Missouri Hospital Association members responding to a survey said they cut almost 1,000 jobs in the last six months and froze hiring for another 2,145 openings, a labor contraction that the association attributes to reductions in federal funding.
The first area of federal funding reduction was for covering patients in the Medicare and Medicaid programs, and the second area of reduction was the money paid to hospitals to offset the cost of caring for the uninsured, according to the MHA survey. The association projects those federal cuts, coming in part because of the federal budget sequestration last year, will total $4 billion by 2019.
The survey, which drew responses from 84 hospitals in Missouri, shows the cuts impact more than staffing. The MHA says some member hospitals have stopped construction projects and equipment purchases and as well as outreach services for rural health clinics. “We’re starting to see medical deserts created in parts of the state,” Missouri Hospital Association CEO Herb Kuhn told the Associated Press Wednesday.

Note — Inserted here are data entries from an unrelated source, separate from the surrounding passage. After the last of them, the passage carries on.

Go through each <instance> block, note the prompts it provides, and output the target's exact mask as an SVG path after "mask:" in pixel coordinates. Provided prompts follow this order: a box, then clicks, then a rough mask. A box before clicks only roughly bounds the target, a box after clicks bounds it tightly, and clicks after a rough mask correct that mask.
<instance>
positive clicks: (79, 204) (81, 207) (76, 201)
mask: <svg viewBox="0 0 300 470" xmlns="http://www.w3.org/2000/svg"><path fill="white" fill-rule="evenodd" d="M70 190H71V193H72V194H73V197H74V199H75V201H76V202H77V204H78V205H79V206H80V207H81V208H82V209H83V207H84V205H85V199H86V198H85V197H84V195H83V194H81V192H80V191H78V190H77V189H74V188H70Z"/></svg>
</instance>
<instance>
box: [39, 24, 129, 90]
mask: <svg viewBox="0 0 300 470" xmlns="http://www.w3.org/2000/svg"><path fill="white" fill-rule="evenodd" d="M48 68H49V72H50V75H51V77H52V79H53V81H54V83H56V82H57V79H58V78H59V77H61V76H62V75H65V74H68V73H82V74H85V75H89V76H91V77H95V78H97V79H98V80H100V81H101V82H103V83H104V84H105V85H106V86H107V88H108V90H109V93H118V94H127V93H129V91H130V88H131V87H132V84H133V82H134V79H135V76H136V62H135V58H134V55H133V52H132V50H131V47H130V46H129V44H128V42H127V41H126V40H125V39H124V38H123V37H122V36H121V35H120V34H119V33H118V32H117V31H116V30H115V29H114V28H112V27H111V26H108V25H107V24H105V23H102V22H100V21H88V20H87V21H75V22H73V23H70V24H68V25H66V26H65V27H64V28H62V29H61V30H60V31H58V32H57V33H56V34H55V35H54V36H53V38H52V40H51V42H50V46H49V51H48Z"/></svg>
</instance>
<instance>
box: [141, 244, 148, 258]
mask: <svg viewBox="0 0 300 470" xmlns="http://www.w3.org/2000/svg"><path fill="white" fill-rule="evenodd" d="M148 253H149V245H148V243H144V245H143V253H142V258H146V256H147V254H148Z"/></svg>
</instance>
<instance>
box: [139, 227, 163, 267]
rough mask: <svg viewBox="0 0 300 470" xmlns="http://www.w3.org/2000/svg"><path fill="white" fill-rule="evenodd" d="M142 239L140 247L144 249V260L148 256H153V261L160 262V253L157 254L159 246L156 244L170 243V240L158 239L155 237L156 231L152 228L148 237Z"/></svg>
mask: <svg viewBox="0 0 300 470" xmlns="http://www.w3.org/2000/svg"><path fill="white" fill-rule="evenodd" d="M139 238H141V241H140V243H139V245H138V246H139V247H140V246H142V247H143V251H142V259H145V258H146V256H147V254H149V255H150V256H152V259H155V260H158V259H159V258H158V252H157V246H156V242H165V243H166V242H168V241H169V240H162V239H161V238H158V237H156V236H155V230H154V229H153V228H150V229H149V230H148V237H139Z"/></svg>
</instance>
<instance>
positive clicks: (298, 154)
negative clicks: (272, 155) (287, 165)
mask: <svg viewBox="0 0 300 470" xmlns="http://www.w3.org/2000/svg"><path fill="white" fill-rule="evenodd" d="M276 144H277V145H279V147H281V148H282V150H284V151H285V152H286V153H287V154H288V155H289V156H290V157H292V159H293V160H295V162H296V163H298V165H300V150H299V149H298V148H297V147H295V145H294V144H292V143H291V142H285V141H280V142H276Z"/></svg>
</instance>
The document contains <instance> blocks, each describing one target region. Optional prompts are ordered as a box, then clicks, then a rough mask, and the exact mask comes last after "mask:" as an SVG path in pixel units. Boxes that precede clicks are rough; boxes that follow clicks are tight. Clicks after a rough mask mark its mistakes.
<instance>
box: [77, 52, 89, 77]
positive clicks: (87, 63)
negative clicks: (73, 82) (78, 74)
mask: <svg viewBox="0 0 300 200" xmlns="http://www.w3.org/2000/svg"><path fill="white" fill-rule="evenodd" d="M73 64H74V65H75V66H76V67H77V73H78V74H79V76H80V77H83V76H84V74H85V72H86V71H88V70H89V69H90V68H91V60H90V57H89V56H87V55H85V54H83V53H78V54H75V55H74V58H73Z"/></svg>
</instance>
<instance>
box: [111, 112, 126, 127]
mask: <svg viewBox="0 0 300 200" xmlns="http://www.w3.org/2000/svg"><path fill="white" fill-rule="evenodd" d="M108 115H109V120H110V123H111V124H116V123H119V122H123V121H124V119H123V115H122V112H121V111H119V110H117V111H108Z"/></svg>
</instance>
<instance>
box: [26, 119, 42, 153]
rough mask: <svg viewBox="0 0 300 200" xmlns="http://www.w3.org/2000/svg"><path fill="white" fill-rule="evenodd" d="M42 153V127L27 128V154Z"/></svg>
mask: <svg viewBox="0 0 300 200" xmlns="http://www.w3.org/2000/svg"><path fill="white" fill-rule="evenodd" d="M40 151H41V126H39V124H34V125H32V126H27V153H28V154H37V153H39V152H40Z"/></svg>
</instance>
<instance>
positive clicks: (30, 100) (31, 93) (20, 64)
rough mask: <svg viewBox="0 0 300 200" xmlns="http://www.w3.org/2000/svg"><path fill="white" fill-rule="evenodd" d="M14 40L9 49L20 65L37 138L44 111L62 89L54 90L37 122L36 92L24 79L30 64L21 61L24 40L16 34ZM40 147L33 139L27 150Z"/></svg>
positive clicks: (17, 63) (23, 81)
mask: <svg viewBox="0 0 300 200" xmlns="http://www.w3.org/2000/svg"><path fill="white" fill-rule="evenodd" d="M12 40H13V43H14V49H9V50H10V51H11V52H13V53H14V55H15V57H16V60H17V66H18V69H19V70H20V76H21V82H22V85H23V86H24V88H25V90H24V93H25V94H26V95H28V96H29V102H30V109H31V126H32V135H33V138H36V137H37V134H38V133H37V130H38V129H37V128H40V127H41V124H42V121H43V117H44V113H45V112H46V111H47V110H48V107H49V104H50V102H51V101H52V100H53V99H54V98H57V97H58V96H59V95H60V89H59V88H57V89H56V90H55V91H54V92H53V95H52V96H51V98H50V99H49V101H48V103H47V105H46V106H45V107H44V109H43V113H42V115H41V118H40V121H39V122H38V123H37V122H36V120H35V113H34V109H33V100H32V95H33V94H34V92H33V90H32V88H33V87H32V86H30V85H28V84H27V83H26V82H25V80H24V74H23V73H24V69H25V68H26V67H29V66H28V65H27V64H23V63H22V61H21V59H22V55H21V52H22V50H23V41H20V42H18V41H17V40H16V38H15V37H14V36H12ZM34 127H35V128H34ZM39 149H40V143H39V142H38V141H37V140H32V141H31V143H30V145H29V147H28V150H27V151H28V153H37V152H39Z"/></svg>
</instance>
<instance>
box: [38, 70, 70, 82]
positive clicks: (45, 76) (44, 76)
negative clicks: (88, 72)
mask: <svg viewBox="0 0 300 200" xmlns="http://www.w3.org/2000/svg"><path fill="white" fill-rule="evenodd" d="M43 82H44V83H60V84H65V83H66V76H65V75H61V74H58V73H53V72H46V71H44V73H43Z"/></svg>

The MHA is working with the Missouri Chamber of Commerce and Industry to persuade the state General Assembly to expand Medicaid eligibility, which they say would bring in the money hospitals need to avoid further cutbacks.
“So much of this debate has been about the philosophical dilemma over reforming Medicaid,” Dan Mehan, the Missouri Chamber president and CEO, said in a news release. “We are here today to demonstrate the very real dilemmas of inaction. We are talking about real workers who are losing their jobs. We are talking about real community hospitals that will be forced to reduce services or shut their doors. We are talking about real people suffering from heart attacks, strokes or other emergency medical conditions that will have to drive an hour and a half to the nearest hospital.”
The Missouri Chamber has hired former Republican Senator Christopher “Kit” Bond to help its cause. However, Missouri Senate Republicans called bringing Medicaid expansion to the floor for discussion a “nonstarter” this week. In addition, the House on Wednesday held a public hearing on three bills related to Medicaid, and afterward voted against amending the state budget bill to expand the program’s eligibility. Legislators supporting expansion are expected to make more attempts before the session ends May 16.